Por que ninguém antes deu atenção a esses peptídios, se são muitos e abundantes no interior da célula? Por duas razões, segundo o pesquisador da USP. A primeira é que os espectrômetros de massa, os equipamentos que identificam os peptídios, são relativamente recentes, além de caros. A segunda é que ninguém os levava a sério. Emer conta que ele próprio, em 2006, teve de convencer Fricker de que as cerca de mil moléculas que ele, Fricker, tinha extraído do cérebro de ratos não eram os chamados artefatos – uma palavra elegante usada no meio científico para designar qualquer tipo de erro – nem pedaços de outras moléculas. Produzidas continuamente no interior das células como resultado da fragmentação de proteínas, elas eram, sim, moléculas completas que ajudavam outras – e o organismo – a funcionar.

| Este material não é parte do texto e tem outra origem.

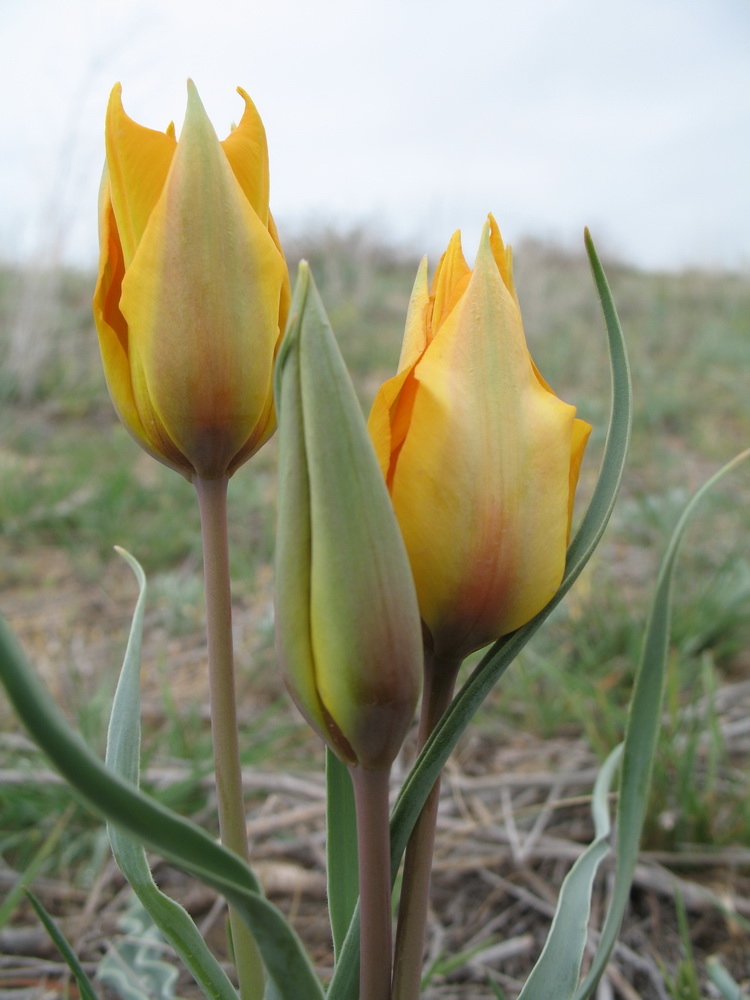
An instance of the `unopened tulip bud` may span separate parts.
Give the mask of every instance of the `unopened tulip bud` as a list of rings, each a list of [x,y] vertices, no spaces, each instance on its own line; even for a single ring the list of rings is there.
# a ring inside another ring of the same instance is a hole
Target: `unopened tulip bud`
[[[188,479],[231,475],[273,433],[289,277],[268,208],[263,124],[223,142],[188,86],[174,130],[107,109],[94,316],[120,419]]]
[[[419,697],[419,609],[359,403],[305,264],[279,353],[276,406],[284,677],[345,763],[385,769]]]
[[[473,271],[456,233],[430,289],[420,268],[369,420],[438,658],[514,631],[560,586],[591,429],[575,412],[531,359],[494,219]]]

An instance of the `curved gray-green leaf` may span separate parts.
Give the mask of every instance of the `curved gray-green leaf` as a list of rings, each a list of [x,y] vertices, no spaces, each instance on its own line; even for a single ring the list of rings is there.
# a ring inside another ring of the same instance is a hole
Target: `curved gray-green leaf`
[[[118,552],[135,573],[139,593],[125,659],[112,701],[105,764],[118,777],[137,788],[141,756],[140,673],[146,577],[140,564],[130,553],[123,549],[118,549]],[[237,1000],[237,991],[203,940],[190,914],[165,895],[154,882],[141,842],[113,823],[107,824],[107,831],[120,871],[205,995],[209,1000]]]
[[[212,886],[236,908],[258,942],[279,997],[323,997],[299,938],[260,894],[250,868],[200,827],[109,771],[63,718],[1,619],[0,680],[23,724],[87,806]]]
[[[638,846],[648,804],[648,790],[651,784],[651,772],[661,726],[669,645],[672,582],[680,542],[688,521],[706,493],[727,472],[749,456],[750,449],[737,455],[713,475],[707,483],[704,483],[690,499],[672,533],[659,570],[625,731],[622,781],[617,810],[615,886],[594,960],[586,978],[575,993],[575,1000],[587,1000],[596,988],[614,948],[630,899],[630,886],[638,859]]]
[[[599,544],[620,490],[632,423],[630,365],[612,292],[588,231],[585,242],[604,315],[612,380],[612,406],[599,477],[575,538],[568,547],[560,589],[527,625],[504,636],[489,649],[454,698],[410,771],[391,817],[394,877],[417,816],[461,734],[508,666],[578,579]],[[351,1000],[356,996],[358,950],[359,917],[355,913],[328,990],[329,1000]]]

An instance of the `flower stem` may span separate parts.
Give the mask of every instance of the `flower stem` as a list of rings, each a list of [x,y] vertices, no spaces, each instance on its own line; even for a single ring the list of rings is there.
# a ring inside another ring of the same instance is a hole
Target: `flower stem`
[[[438,660],[431,650],[425,650],[420,749],[450,705],[460,666],[460,660]],[[393,965],[393,1000],[419,1000],[439,803],[440,778],[432,786],[406,847]]]
[[[247,827],[242,795],[237,702],[232,649],[232,598],[227,540],[228,479],[196,479],[206,581],[208,683],[211,704],[216,794],[221,842],[247,861]],[[261,1000],[263,962],[255,939],[230,909],[234,964],[242,1000]]]
[[[359,850],[359,1000],[390,1000],[392,963],[389,770],[349,768]]]

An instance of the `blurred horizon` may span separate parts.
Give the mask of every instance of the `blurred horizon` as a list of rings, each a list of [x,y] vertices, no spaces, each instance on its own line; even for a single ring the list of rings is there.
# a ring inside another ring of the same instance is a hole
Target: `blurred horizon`
[[[61,39],[64,44],[61,45]],[[750,269],[745,0],[5,0],[0,260],[94,267],[104,111],[219,137],[245,87],[282,236],[365,229],[431,263],[488,212],[513,245],[644,270]]]

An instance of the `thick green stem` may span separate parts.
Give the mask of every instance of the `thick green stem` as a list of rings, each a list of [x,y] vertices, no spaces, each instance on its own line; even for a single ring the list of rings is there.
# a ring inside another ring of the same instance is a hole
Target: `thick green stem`
[[[460,666],[460,660],[439,660],[431,650],[425,650],[420,749],[450,705]],[[419,1000],[439,804],[440,778],[432,786],[406,847],[393,964],[393,1000]]]
[[[232,649],[232,597],[227,541],[227,483],[196,479],[201,514],[203,570],[206,580],[206,633],[211,732],[221,842],[248,860],[245,804],[242,795],[237,700]],[[232,945],[242,1000],[261,1000],[263,962],[247,925],[230,909]]]
[[[359,850],[359,1000],[390,1000],[393,931],[388,787],[390,771],[350,767]]]

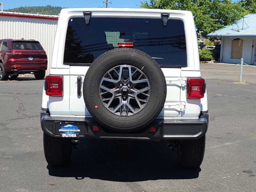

Emer entrou nessa linha de pesquisa em 1989 ao ver que enzimas chamadas oligopeptidases concentravam-se no interior das células, mas os peptídios sobre os quais agiam estavam no lado de fora. Nessa época já era conhecido um dos mecanismos de limpeza das células, o proteossomo, que continuamente tritura proteínas com defeitos ou velhas demais para funcionar direito. Uma proteína com 700 aminoácidos, os blocos que formam essas moléculas, pode ser desfeita em pelo menos 35 partes. Emer não se conformava com a possibilidade de 34 dessas partes serem matéria-prima inerte, à espera de outras proteínas de que pudessem participar, e só uma das partes ter uma função e aderir à superfície das células, evitando que o organismo identifique a proteína daquele tipo específico como algo que deva ser destruído. “Não fazia sentido”, pensou. Para ele, a célula não desperdiçaria peptídios; só não tinha ainda como provar o que estava pensando.
Em 1993 Emer assistiu a um seminário na Escola de Medicina Monte Sinai em que um especialista em reconhecimento de proteínas, Stephen Burley, apresentava uma proteína, a Tata box binding protein, que abraçava o DNA em pontos específicos, como se fosse uma sela sobre um cavalo, regulando outras proteínas que interagem com o DNA. Para ele, esse tipo de encaixe mostrou não só mais um refinamento do funcionamento do DNA, mas também que moléculas pequenas como os peptídios poderiam apresentar uma mobilidade muito maior que as proteínas ou que o próprio DNA e ajudar a regular o funcionamento celular.
Finalmente, as respostas
Em 2003, dez anos depois, Vanessa Rioli, bióloga da Universidade Federal de São Paulo (Unifesp) que participava da equipe de Emer, identificou um desses peptídios, a hemopressina (ver Pesquisa FAPESP nº 84, de fevereiro de 2003). De imediato eles viram que a hemopressina atuava sobre proteínas que controlavam a pressão arterial e, mais tarde, com a ajuda de outra bióloga, Andrea Heimann (ver Pesquisa FAPESP nº143, de janeiro de 2008) sobre as proteínas que regulavam a fome e o prazer. “A hemopressina era uma prova de que peptídios produzidos no interior da célula não estavam à toa dentro das células”, celebra Emer.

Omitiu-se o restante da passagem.